Price's Retreat Tour Stop 3.2 Looking South Towards Confederate BatteryLook to the south. Off in the distance there are two red markers. The marker directly south of you marks the initial Confederate line of battle across the Fort Scott Road. There is another red marker to the southeast (it may be difficult to pick out from where you are standing) that marks the right flank of the Confederate line. The Confederate line of battle extended about three quarters of a mile to the west from this marker.

  • Brigadier General John B. Clark Jr.'s Brigade (about 1,450 men) from Marmaduke's Division was on the Confederate right flank. His troops extended from the left red marker to just east of the red marker to your immediate south. Hynson's Texas Battery (two 10 pound Parrotts) was deployed on the right flank (near the red marker to your left).
  • Colonel Thomas R. Freeman's Brigade (about 1,000 men) from Marmaduke's Division was deployed on Clark's left on the Fort Scott Road. Harris' Battery (two 10 pound Parrotts and one six pounder) was deployed at the center of the line near where the center red marker stands. You are standing just to the north of their position.
  • Brigadier General William L. Cabell's Brigade (about 2,100 men) from Fagan's Division was deployed just left of center and extended to the little hillock about 100 yards north of a north bend in Mine Creek. Blocher's Arkansas Battery (two guns) was on the Confederate left flank.
  • Colonel W. F. Slemmons' Brigade (about 800 men) from Fagan's Division was deployed to Cabell's left.
  • Colonel Archibald S. Dobbin's Brigade (about 500 men) from Fagan's Division was deployed with Slemmons on the Confederate Left flank

Price's Retreat Tour Stop 3.2 Looking North Towards FederalsNow turn and look to the north at the Federal position.

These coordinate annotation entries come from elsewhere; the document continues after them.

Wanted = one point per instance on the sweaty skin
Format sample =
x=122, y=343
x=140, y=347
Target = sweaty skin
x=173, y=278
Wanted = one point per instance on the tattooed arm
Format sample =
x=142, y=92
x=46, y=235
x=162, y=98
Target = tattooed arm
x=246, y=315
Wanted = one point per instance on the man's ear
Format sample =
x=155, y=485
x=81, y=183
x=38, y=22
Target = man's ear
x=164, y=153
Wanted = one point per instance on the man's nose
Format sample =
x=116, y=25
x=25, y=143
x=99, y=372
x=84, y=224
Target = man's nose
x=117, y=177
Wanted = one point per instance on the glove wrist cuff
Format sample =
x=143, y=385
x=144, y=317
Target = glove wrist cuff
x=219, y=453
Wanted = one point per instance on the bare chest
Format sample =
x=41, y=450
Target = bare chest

Up on the hill by the red marker was the Federal line of battle.

  • Colonel John F. Philips' First Cavalry Brigade (about 1,400 well-armed men) from Pleasonton's Division arrived first and formed to the left of the red marker to the north.
  • Philips was soon joined by Lieutenant Colonel Frederick W. Benteen's Fourth Brigade (about 1,100 well-armed men) from Pleasonton's Division who formed to the right of the red marker to the north.

Philips immediately saw that the Federals were outnumbered. They were facing more than 6,000 Confederates along with their artillery. He sent back a request to Pleasonton for reinforcements. Philips' Brigade came under Confederate artillery fire and became pinned down. Philips' artillery returned this fire.